Christmas is a time where there typically isn’t a whole lot of drive-in theater news to report. There are scattered holiday markets or expanded flea markets, but that seems mundane. I found something else that sounds odd, but at least it might be interesting.
The Great American Family channel premiered an original movie, Christmas at the Drive-In, on Thanksgiving weekend this year. (It’s showing again on Thursday, Dec. 8, and probably again later in the season.) The synopsis says the movie is about a woman who returns to her home town, Chesterfield NY, to save its drive-in theater by helping it acquire historic preservation status or something like that. She becomes frenemies with the new owner, who just inherited the Chesterfield Drive-In from his late father. Could there be holiday romance brewing? Will they need to work together to save the beloved drive-in?
(I confess that I don’t understand the allure of this kind of Christmas movie, and I especially don’t understand why dozens of them flood the airwaves every holiday season. Is there some special factor about them, or are they strictly for folks who enjoy reading lots of romance novels? Not that there’s anything wrong with that. But I digress.)

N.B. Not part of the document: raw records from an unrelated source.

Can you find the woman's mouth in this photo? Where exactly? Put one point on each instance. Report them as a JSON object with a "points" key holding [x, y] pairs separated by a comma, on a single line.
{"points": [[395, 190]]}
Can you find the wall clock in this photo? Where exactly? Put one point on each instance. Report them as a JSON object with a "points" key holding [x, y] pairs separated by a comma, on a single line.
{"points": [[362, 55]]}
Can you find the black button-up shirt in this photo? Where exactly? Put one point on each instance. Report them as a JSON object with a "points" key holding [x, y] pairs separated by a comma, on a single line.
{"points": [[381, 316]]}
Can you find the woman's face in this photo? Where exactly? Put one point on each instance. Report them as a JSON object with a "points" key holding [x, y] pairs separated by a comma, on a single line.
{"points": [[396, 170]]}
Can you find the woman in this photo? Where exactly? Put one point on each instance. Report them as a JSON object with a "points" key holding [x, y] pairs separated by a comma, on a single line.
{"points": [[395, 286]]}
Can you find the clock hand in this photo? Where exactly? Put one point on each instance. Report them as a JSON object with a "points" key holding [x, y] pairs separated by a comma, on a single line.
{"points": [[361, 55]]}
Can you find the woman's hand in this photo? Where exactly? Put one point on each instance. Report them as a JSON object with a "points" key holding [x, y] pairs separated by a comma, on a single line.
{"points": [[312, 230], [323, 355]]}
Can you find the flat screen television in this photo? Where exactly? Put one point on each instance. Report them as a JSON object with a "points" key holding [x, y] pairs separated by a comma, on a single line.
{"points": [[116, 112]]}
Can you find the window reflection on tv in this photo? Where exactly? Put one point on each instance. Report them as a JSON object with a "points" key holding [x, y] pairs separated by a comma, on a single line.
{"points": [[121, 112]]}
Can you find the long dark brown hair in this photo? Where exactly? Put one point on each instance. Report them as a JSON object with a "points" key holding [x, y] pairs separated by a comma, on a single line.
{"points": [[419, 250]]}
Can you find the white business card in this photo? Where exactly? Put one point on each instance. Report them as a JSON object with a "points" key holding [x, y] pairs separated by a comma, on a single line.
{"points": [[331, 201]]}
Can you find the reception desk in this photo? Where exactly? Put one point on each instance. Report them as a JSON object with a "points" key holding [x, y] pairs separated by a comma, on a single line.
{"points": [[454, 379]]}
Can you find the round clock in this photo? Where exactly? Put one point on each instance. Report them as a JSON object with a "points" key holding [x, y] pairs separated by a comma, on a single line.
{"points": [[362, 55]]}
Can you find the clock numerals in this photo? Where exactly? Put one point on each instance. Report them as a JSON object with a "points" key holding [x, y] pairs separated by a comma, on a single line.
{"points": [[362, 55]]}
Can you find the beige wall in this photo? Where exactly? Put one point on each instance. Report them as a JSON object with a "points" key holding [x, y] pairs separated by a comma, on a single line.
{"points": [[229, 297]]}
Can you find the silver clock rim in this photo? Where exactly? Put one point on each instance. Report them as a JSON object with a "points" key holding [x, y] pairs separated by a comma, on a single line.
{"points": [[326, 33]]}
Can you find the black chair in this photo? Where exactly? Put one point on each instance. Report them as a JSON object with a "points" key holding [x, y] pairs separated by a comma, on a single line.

I was surprised at the amount of detail I could find about its shooting locations at The Cinemaholic site, though it left me with more questions than answers. All of the photography took place in northern Ontario in September 2022. Most of it was at North Bay, on the shore of Lake Nipissing, with some scenes shot in Sudbury. Those are great places to get cold in early autumn, but what’s missing from those locations is anything that would look like a potentially historic drive-in theater. The Horizon Drive-In travels northern Ontario with a pop-up screen that it inflates at various locations, but surely they wouldn’t use that, would they?
I haven’t seen the movie. I saw a 30-second trailer on YouTube; there are issues. From glimpses in the background of the small viewing field, it looks like they really are using that inflatable screen. A photo at the official movie web site shows the protagonists in front of an outdoor concession stand. I know that such outdoor stands used to exist, but it’s much more common for even historic drive-ins to serve up their snacks indoors.
What I find ironic is that, although the real town of Chesterfield NY never had a drive-in, right across Lake Champlain in Colchester VT, the Sunset Drive-In has been active since 1948 and is still open. That would have been the perfect stand-in for a fictional historic drive-in; too bad it’s more expensive to film in Vermont than in Ontario.
Anyway, if you want to see a modern-day depiction of what someone thinks drive-ins are like, feel free to tune in this season.